Select Committee on Trade and Industry Minutes of Evidence


ANNEX

BETTER REGULATION—EU GOLD PLATING

The Definition of Waste

  We are concerned at differences of interpretation across EU member states with regards to the Definition of wastes. Including; Waste shipment regulations (Transfrontier Shipment of waste regulations (TFS)(1994)) and the Waste Incineration directive. This affects a wide range of chemical manufacturing businesses.

  It has led to differing practices between member states on the question of when a waste ceases to be a waste and becomes a resource once more. Consequently this has led to certain materials being classified as hazardous waste in one member state whereas in another member state, the material may not even be defined as a waste at all. In the UK chemicals industry, the impact of this lack of clarity and lack of level playing field is having a marked effect on a number of manufacturing sites.

  For example one of our members has reported that his site has to comply with the EU Waste shipment regulations (Transfrontier Shipment of waste regulations (TFS)(1994)) in order to export a material produced on site and that will be directly used as a raw material in another chemical process in Belgium. This arises from the fact that the Environment Agency has categorised this material as "waste'. Compliance with TFS requires the producer to send notifications of shipments of waste to the competent national Authorities, which have then to approve it, prior shipment. In England and Wales this procedure incurs a substantial fee for the exporter coupled with a delay for process by the EA that can last up to three months. We have evidence that the same material produced under similar conditions in France is not categorised as waste by the French Authorities and hence the producer does not have to comply with the EU Waste shipment regulations in order to export the material to Belgium.

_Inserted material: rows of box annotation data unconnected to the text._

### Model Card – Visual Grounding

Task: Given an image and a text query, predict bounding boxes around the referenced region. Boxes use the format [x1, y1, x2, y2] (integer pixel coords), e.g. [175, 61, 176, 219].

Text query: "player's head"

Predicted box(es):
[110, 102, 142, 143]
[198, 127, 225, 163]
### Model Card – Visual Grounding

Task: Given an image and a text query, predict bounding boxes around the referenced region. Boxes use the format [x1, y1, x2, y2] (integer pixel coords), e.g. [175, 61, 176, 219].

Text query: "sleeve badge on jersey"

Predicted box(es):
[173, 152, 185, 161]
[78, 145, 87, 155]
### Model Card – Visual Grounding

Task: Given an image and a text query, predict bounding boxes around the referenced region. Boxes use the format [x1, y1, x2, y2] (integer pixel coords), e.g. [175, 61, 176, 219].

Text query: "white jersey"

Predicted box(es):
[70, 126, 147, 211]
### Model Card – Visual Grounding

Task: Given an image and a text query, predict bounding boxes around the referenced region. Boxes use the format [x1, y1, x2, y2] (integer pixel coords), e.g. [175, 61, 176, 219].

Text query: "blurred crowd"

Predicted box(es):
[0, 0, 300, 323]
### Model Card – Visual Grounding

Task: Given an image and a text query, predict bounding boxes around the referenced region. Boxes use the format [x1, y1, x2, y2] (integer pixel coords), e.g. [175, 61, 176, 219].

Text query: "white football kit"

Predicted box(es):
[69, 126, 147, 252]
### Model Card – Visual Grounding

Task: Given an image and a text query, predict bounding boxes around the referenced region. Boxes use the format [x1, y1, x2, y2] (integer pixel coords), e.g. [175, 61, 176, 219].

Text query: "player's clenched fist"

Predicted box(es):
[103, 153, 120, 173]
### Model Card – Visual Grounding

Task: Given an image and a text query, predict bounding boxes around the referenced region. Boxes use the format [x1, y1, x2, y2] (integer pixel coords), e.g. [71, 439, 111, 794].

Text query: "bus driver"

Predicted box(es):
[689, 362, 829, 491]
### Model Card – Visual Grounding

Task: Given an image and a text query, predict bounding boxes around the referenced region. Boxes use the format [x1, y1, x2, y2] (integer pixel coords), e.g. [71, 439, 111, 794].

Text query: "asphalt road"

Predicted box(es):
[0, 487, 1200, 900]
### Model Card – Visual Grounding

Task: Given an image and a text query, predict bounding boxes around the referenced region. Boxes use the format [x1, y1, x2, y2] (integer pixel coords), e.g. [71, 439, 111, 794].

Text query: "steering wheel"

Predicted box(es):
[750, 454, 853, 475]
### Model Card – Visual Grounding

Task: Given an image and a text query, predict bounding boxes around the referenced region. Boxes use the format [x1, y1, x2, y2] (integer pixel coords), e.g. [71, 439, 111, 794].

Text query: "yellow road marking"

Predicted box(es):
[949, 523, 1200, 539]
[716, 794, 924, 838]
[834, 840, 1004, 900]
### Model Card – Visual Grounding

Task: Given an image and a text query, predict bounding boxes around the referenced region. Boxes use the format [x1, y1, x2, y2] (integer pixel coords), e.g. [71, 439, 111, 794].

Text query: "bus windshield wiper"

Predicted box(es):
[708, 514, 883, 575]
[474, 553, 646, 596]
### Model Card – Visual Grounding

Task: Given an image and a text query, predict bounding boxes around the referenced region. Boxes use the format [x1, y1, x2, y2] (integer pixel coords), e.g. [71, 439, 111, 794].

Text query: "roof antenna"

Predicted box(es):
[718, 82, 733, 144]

  Another example relates to compliance with the Waste Incineration directive (WID). One of our members operates a process producing a well-characterised single waste stream that can be recycled to produce the raw material for the main process. The recycling operation, which is proven environmentally and economically sustainable, includes an incineration step. Article 11 of the Council directive 91/156/EEC amending 75/442/EEC (WID) states that installations that carry out waste recovery in accordance with article 4 (not endangering human health and the environment) are exempted from the Directive. The regulators first agreed that the recycling operation falls under this description and therefore should be exempted from WID. However Defra did not retained this interpretation and concluded that because the recycling operation includes an irreversible molecular change to the waste stream then WID would apply to the thermal treatment stage of the process. In this particular example it should be noted that 99.6% of the whole process is reversible as the incineration product is recovered and converted it back into its pure form for re-use. With this in mind it is also worth mentioning that DEFRA allows certain incinerators to be exempt from WID where there is incomplete destruction of the waste stream but the waste stream does not undergo any chemical change at any stage. The fact that subsequent processing is able to re-form a large proportion of the waste stream into a useful product was not considered by DEFRA as a criteria for exemption while processes such as swarf driers, where the swarf is heated to a temperature that burns off oil contaminants leaving the swarf "product" for reuse and, burning activated carbon containing VOCs where the VOCs get burnt to leave a VOC free activated carbon product for reuse are exempted under the basis that the waste stream does not undergo any chemical change at any stage.